В нижнем колене, отдышавшись, я достал его зажигалку. Откинул крышку большим пальцем — латунь щёлкнула в темноте, сухо и чисто, как затвор. Закрыл. Откинул снова. Кресало я не трогал: огня было нельзя, да и не за огнём я держал её. Палец сам нашёл рубчик колеса и гонял крышку туда-сюда, щёлк-щёлк, и я поймал себя на том, что считаю эти щелчки, как считал бы шаги охотника по ту сторону русла.

Партия пошла всерьёз. До рощи между нами была война партизана и карателя — я бил, он жёг, каждый своё. После рощи началась война двух равных, лично, на измор, и в этой войне у него пока было всё: небо, железо, каток, время, целая армия за спиной. А у меня — земля, терпение и знание того, чем всё кончится. Знание, которое в роще не уберегло Зунга и которое не убережёт и многих других, потому что оно про большое, а умирают от малого.

Пусть он близко. У меня было перед ним одно, чего он не мог ни выучить, ни предугадать: я знал, что он проиграет. Не я — он. Он играл, чтобы выиграть войну, и не знал, что война уже проиграна им, ещё не начавшись по-настоящему. И оттого я мог позволить себе терять фигуры, держать удар, уходить под свод и ждать.
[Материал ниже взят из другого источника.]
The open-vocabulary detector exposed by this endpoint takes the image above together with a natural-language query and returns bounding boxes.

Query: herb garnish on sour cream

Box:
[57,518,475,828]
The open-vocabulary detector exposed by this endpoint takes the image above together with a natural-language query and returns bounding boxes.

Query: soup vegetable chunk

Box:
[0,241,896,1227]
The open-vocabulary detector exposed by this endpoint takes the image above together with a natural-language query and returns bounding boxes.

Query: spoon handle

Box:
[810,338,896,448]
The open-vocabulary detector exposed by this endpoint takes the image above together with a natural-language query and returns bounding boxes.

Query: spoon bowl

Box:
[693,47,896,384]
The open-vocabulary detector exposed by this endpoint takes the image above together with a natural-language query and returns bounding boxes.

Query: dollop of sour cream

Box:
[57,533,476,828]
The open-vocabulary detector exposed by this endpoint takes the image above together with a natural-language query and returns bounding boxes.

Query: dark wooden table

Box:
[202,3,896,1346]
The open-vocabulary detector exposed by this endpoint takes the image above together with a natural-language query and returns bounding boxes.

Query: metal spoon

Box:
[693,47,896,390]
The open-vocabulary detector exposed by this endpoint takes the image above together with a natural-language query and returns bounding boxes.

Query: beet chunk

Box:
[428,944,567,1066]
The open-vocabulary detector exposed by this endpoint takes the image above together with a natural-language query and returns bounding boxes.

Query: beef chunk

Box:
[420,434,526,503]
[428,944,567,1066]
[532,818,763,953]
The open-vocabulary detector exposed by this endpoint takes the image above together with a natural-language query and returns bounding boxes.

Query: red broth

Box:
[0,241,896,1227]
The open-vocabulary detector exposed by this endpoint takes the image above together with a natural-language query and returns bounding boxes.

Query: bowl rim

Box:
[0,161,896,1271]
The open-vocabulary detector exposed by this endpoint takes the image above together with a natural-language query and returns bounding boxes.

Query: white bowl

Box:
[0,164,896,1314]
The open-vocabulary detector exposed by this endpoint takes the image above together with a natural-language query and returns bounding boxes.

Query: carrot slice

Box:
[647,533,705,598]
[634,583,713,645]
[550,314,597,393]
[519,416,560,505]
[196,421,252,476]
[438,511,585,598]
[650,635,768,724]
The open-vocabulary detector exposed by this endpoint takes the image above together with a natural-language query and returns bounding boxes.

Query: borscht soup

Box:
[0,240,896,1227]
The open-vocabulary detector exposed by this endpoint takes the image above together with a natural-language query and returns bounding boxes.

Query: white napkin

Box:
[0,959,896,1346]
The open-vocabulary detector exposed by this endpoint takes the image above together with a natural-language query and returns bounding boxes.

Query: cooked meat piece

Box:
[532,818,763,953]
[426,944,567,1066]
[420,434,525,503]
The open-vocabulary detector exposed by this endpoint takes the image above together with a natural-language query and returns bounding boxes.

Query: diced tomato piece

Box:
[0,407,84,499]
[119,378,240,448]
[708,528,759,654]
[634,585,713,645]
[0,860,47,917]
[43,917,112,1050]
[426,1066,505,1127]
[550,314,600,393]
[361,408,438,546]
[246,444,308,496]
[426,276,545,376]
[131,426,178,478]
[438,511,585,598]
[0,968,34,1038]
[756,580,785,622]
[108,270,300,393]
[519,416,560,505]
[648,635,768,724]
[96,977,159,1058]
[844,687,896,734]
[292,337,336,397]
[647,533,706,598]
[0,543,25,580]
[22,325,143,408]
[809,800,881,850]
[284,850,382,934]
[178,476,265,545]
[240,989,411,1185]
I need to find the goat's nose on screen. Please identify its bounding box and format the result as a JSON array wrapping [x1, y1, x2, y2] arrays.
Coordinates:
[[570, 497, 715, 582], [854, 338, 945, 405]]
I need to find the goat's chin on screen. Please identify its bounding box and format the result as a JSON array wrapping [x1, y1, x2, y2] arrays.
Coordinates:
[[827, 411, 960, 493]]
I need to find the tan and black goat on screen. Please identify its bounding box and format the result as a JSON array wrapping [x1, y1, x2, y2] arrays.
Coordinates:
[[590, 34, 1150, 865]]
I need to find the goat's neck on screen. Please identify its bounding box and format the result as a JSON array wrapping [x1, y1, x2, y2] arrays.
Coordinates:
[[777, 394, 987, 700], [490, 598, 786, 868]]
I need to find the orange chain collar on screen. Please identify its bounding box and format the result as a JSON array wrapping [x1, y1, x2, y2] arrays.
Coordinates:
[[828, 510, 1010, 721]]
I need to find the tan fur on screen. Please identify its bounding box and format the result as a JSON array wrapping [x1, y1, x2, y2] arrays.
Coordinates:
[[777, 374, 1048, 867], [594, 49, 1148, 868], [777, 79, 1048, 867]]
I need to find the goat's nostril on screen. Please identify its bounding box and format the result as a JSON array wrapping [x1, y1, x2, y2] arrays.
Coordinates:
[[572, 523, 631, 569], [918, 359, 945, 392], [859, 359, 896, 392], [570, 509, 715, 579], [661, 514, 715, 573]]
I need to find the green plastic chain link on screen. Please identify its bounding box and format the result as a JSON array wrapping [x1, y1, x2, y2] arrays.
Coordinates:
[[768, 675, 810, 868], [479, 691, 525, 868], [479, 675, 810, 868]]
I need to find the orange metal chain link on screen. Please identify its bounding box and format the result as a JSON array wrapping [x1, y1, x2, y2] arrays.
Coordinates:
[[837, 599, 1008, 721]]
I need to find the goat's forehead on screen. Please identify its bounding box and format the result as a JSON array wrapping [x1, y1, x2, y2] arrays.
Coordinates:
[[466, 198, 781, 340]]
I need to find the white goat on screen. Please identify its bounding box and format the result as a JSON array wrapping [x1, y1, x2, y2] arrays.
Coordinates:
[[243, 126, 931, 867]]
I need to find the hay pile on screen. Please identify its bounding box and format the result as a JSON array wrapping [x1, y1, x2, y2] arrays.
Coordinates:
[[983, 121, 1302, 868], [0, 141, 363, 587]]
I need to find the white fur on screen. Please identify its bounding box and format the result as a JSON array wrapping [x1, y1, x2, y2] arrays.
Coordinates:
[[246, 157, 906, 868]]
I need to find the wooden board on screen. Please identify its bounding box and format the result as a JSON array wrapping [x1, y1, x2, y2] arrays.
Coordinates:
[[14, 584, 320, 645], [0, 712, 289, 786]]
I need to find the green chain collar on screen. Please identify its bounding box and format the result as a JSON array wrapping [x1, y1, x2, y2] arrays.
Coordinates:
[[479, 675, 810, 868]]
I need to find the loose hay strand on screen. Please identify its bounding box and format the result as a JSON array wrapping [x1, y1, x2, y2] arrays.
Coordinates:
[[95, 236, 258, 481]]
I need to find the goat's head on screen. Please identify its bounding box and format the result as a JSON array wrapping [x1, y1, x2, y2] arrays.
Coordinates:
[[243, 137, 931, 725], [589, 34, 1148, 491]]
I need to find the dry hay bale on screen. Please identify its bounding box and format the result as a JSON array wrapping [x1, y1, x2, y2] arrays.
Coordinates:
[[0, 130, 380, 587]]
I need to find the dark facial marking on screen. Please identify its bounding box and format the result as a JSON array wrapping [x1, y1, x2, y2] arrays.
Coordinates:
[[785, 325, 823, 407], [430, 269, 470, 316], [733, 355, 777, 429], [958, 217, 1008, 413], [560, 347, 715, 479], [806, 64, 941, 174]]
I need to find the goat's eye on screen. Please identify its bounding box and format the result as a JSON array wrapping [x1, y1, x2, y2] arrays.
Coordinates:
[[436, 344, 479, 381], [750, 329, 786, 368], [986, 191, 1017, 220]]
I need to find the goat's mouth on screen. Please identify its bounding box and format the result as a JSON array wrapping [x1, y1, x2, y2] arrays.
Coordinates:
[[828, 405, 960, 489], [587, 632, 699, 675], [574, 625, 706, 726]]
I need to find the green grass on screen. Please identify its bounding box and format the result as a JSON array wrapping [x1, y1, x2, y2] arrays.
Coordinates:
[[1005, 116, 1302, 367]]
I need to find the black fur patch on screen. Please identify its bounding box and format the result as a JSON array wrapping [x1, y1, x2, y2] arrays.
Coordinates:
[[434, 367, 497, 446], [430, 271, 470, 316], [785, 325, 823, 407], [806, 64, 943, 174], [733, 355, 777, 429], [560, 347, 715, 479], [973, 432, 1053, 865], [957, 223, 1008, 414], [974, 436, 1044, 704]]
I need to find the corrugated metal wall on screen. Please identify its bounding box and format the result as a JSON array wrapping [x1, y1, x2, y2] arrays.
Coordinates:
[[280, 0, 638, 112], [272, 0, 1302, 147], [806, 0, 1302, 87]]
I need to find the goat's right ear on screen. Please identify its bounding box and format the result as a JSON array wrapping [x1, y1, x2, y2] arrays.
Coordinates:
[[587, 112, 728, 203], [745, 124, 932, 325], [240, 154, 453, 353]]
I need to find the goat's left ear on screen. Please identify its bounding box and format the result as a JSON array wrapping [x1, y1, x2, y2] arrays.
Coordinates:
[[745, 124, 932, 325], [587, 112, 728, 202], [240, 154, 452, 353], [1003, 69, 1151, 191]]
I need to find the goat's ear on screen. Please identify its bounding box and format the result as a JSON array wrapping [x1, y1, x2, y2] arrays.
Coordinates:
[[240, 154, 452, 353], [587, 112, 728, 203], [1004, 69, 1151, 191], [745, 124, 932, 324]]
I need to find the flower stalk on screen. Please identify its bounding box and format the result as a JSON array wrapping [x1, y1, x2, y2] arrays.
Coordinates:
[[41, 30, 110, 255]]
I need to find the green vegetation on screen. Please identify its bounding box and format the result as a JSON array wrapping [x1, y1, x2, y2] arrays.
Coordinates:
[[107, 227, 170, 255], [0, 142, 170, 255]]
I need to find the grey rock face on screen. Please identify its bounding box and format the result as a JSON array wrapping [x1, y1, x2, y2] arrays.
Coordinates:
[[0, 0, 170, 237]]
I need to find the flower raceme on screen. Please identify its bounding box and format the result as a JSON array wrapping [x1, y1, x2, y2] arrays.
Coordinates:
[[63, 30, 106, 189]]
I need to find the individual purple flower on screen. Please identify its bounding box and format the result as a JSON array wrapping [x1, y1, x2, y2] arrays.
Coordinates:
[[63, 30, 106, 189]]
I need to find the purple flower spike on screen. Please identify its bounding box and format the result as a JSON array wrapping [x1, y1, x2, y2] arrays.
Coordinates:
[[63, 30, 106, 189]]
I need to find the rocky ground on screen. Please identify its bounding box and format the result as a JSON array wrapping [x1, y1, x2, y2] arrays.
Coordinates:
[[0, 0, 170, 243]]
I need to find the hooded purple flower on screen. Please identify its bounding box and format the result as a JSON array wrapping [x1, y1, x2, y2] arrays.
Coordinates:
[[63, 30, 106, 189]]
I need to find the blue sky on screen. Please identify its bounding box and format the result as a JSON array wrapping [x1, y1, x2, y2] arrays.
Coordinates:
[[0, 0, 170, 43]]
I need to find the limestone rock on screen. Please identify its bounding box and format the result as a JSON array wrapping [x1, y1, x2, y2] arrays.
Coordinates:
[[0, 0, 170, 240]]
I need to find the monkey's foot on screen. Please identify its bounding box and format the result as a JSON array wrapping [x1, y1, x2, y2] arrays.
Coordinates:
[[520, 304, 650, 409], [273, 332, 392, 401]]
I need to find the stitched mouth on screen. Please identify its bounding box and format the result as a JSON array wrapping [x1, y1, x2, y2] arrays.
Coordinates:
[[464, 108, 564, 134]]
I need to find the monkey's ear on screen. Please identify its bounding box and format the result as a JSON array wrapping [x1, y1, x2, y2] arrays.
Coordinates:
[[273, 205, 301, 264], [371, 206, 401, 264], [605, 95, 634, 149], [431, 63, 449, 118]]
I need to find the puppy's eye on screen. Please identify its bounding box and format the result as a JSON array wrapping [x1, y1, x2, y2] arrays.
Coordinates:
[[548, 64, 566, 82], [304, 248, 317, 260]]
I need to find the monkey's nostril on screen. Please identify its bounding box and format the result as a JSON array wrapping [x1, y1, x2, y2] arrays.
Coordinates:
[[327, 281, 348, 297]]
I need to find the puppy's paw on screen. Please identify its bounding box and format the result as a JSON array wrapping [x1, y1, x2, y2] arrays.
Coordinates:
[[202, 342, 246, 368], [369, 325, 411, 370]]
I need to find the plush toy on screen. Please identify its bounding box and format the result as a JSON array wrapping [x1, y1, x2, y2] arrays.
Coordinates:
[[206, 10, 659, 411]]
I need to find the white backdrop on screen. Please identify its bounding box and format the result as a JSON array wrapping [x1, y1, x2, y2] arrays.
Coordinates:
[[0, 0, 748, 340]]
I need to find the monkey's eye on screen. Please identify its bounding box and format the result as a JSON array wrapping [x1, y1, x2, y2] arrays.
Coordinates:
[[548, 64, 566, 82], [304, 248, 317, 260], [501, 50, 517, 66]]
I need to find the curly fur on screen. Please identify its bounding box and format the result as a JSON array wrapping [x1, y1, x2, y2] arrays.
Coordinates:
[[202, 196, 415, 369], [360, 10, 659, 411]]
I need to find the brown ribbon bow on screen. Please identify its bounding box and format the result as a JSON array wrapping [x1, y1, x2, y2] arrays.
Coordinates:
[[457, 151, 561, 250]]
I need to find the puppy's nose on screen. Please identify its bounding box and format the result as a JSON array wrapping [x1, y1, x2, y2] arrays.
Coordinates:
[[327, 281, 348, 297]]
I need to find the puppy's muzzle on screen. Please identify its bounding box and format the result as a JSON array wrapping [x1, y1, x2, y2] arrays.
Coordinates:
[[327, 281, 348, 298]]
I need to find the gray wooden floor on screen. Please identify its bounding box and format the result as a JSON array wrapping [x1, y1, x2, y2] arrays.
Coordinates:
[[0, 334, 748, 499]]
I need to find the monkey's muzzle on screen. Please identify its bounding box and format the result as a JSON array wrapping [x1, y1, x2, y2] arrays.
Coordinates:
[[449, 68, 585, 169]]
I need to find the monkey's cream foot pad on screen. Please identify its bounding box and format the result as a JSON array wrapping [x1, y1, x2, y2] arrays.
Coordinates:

Щёлк. Щёлк. Он был хорош, этот человек в панаме. Лучший враг, какого посылала мне любая из двух моих войн, — и оттого обыграть его стоило настоящего труда. За одно это я почти готов был сказать ему спасибо. Палец сбился, крышка щёлкнула не в такт.

Скоро придёт не каток. Скоро придёт большое — всей тушей, дивизией, сядет нам прямо на голову, на эти самые своды, к новому году. И тогда то, что я зову сейчас худшим, покажется лёгким временем.

Я зажал крышку, чтоб не щёлкала. Эту латунь я не выброшу. Сунул её в нагрудный карман, к самодельной карте зоны, застегнул клапан и пошёл будить Бая: до рассвета надо было успеть вывести людей на новый, ещё не хоженный лаз.